# Dlink wbr 2310 wireless router and RCA cable modem issues



## gasman2008 (Dec 11, 2008)

ok I have had this RCA cable modem for along time ( comcast ) and recently got the Dlink wireless router WBR 2310 to help with my laptop. MY system has XP and is the pent d 2.8 Ghz processor . had a regular linksys router before. NO issues . I did ALL the stuff they said to do and then some, read till im cross eyed and have talked to them in tech support at dlink and I offically can now speak a foreign language I think. Basically waht happens is , if i install the router and leave the wireless not enable , all is good. if i enable the wireless then i may get the modem and it workign ok, or it might slow down ( lights blinking at random slower then norm) Or i might have waht happens more then the other. the modem will start to cycle, full shut down and then do a restart and polling but never show full connection, then do another restart over and over ... if i do anything to remove the router then the modem will go thru its cycle and show it ready for connection to pc... I have tried it all. i can connect to the wireless network but no internet there due to the modem thing. any idea's?:4-dontkno


----------



## johnwill (Sep 26, 2002)

Let's start by getting to a default configuration. 

First off, if you haven't done so, update the router to the latest firmware available from D-Link.


Reset the router to factory defaults by holding the reset button down for 15 seconds with power on. The following procedure should get you a connection with any broadband modem that is configured to use DHCP for the router connection, such as cable modems, and many DSL modems. If you require PPPoE configuration for the DSL modem, that will have to be configured to match the ISP requirements.


Turn off everything, the modem, router, computer.
Connect the modem to the router's WAN/Internet port.
Connect the computer to one of the router's LAN/Network ports.
Turn on the modem, wait for a steady connect light.
Turn on the router, wait for two minutes.
Boot the computer.

When the computer is completely booted, let's see this.

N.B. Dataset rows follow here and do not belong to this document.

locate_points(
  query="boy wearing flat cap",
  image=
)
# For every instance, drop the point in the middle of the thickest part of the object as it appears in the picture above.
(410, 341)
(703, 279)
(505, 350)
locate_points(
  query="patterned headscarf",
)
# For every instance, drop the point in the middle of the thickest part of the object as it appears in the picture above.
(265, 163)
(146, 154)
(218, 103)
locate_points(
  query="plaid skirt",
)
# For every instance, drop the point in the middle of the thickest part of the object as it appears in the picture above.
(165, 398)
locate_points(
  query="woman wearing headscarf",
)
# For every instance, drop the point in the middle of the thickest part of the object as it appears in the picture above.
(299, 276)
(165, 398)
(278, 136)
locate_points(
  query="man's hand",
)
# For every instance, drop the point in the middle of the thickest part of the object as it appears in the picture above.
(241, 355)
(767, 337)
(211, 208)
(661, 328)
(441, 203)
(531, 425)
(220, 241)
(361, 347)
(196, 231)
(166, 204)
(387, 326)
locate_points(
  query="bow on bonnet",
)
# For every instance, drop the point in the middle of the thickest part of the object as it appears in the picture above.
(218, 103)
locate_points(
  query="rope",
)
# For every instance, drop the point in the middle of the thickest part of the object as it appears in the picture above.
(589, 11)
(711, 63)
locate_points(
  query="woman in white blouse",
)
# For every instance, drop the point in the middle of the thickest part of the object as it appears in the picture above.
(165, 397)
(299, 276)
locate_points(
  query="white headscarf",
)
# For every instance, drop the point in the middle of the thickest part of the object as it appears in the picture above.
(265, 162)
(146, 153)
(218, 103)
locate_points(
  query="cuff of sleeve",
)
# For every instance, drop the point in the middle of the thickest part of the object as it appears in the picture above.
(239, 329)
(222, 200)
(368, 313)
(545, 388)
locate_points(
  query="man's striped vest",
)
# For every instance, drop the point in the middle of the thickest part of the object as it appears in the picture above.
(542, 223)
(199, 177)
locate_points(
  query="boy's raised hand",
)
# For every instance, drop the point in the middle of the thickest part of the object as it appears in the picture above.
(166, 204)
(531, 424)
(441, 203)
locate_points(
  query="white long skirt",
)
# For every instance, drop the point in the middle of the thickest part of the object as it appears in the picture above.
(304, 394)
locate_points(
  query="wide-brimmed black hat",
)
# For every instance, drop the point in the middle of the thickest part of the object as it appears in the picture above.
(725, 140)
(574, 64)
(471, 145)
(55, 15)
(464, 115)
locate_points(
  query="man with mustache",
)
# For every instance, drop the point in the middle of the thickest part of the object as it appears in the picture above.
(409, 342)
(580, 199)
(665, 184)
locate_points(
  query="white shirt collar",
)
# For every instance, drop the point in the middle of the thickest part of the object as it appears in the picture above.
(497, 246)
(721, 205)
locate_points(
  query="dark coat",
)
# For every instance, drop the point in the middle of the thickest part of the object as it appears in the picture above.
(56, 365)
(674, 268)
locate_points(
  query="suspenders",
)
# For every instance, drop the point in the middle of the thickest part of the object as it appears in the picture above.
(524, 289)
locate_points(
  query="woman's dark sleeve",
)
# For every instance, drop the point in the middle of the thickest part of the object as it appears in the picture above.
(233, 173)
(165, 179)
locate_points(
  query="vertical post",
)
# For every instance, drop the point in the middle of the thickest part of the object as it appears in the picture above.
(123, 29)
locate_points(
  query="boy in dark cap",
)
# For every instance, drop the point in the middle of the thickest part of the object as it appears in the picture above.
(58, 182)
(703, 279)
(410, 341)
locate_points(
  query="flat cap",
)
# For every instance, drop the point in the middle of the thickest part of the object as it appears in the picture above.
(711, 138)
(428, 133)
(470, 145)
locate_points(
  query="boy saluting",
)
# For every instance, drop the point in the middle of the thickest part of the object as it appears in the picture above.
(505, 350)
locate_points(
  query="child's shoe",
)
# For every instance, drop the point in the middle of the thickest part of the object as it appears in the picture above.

Hold the *Windows* key and press *R*, then type *CMD* to open a command prompt:

In the command prompt window that opens, type type the following command:

*IPCONFIG /ALL*

Right click in the command window and choose *Select All*, then hit *Enter*.
Paste the results in a message here.

If you are on a machine with no network connection, use a floppy, USB disk, or a CD-RW disk to transfer a text file with the information to allow pasting it here.





Once you get to this point and it works, we can work on enabling the wireless capability.


----------